There is what the Government claims is a ‘systemic risk’. The failure of AIG would have resulted in many billions of of dollars in losses for numerous other banks and financial institutions, but none of them should have been anything near a ‘systemic’ collapse. Instead the U.S. taxpayer money was immediately transferred to bailout and protect the losses in other institutions and countries.

So the bailouts of AIG amounted to nothing more than a conduit for distributing tax payer funds around the world in this authors view with the threat of ‘systemic failure’ only to gain public support, to ‘justify’ their bailouts.

Is AIG a systemic risk capable of bringing the entire financial system to a ‘crashing’ halt… not in my view.

But what the U.S. Government is doing by providing bailout after bailout IS a systemic risk to the entire financial system.

—–

In other news tonight AIG announced they will be paying nearly $1.2 Billion in bonus and retention payments to employees. Many of which are those who were directly responsible for the catastrophic failure and reckless risks that AIG put themselves in.

Mr. Liddy, AIG CEO, said in a statement that it was important to retain the top talent needed to unravel the mess the company was in. And to be able to continue attracting top talent.

Why are those who had their hands in creating the largest financial disaster since the Great Depression being considered ‘top talent’? And why is it important to keep them?
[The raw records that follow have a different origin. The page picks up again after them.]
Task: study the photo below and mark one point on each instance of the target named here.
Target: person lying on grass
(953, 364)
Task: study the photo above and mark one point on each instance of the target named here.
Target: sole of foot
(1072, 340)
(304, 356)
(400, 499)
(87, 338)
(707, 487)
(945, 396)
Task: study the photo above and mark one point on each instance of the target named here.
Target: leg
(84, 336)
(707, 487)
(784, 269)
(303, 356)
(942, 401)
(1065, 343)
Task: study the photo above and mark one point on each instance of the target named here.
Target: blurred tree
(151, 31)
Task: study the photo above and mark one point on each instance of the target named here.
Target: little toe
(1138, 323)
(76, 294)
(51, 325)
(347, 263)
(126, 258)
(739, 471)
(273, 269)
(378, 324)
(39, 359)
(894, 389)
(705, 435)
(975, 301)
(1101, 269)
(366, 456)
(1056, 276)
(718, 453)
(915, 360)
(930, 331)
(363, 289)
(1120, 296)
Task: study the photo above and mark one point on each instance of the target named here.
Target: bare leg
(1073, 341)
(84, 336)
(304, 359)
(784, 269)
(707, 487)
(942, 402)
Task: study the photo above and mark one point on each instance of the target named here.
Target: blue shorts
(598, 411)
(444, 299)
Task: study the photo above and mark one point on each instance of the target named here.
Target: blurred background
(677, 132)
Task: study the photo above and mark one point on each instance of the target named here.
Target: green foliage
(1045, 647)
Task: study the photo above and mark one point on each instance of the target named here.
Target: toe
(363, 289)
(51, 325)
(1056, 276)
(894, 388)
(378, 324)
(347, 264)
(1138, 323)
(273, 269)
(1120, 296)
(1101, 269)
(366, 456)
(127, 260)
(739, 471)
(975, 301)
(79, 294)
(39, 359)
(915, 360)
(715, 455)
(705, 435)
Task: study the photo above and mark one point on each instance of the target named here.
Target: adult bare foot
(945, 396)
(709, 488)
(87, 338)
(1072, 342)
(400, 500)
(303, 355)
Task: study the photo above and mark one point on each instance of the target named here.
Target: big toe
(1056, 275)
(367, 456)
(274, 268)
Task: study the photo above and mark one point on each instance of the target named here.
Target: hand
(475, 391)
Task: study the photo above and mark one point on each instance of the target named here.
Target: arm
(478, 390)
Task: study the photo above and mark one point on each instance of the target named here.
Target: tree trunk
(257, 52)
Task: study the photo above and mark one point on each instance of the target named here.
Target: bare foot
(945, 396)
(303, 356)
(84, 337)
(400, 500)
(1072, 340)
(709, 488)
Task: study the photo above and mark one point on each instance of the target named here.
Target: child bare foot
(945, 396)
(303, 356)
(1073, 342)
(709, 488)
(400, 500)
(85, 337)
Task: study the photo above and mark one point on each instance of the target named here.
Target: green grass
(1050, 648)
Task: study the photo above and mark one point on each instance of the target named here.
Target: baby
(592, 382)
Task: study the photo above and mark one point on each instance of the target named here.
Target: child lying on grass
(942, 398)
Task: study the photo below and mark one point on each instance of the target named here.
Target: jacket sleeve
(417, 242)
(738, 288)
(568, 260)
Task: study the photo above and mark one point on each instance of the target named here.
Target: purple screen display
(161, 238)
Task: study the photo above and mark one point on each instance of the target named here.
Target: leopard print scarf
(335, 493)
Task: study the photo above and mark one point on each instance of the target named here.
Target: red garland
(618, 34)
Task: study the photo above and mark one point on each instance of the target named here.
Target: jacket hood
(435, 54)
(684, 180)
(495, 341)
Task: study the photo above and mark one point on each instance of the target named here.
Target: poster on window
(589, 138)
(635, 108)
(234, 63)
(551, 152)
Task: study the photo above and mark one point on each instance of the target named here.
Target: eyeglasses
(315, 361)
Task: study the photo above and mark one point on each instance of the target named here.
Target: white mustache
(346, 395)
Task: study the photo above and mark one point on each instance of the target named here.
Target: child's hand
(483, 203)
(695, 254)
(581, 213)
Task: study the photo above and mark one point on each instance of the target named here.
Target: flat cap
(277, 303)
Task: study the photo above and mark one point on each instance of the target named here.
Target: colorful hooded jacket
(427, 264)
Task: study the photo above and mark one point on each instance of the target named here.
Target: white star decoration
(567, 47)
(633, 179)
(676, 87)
I say that AIG must fail. This company is an embarrassment to the United States, the tax payers, and to the financial community. AIG is ‘too big to be allowed to survive‘. It is time for this company to be put out of ‘our misery‘.

AIG – Dead Man Walking

AIG reported a $61.66 billion loss for the fourth quarter, the largest corporate loss in United States history.

“The company continues to face significant challenges, driven by the rapid deterioration in certain financial markets…. The additional resources will help stabilize the company, and in doing so help to stabilize the financial system,” the Treasury and Federal Reserve said in a statement.

The new deal, the government’s fourth for AIG, represents a nearly complete reversal from the one first laid out in mid-September. Back then, federal officials acted as a demanding lender, forcing the insurer to pay a steep interest rate for what was expected to be a short-term loan. Now the government is relaxing loan terms by wiping out interest in hopes of preserving AIG’s value over a longer period.

Tax payers have been on the ‘expendable’ list as the Government now appears to have no desire whatsoever to protect taxpayer interest any longer.

AIG CEO: CEO: COMPANY WAS IN MUCH DIRE CONDITION THAN EXPECTED
- Deal with the government keeps difficult economic situation from deteriorating further by making sure company survives.

Today’s Bailout highlights:

US GOVT TO EXCHANGE $40B IN CUMULATIVE PREFERRED SHARES FOR NEW COMMON SHARES


- In agreement with US government for $30B equity capital facility
- AIG to issue convertible preferred stock representing 77.9% of shares to US Treasury trust
- US Gov’t ready to support AIG further if markets do not stabilize
- Fed to make new loans of up to $8.5B to AIG Life Subsidiaries
- Fed states AIG continues to face “significant challenges”
- The restructuring components of the government’s assistance begin to separate the major non-core businesses of AIG, as well as strengthen the company’s finances.
- The long-term solution for the company, its customers, the U.S. taxpayer, and the financial system is the orderly restructuring and refocusing of the firm.
- As required by the credit agreement governing the Revolving Credit Facility, AIG has agreed to issue on March 4, 2009, shares of convertible preferred stock representing an approximately 77.9% equity interest in AIG to an independent trust for the sole benefit of the United States Treasury.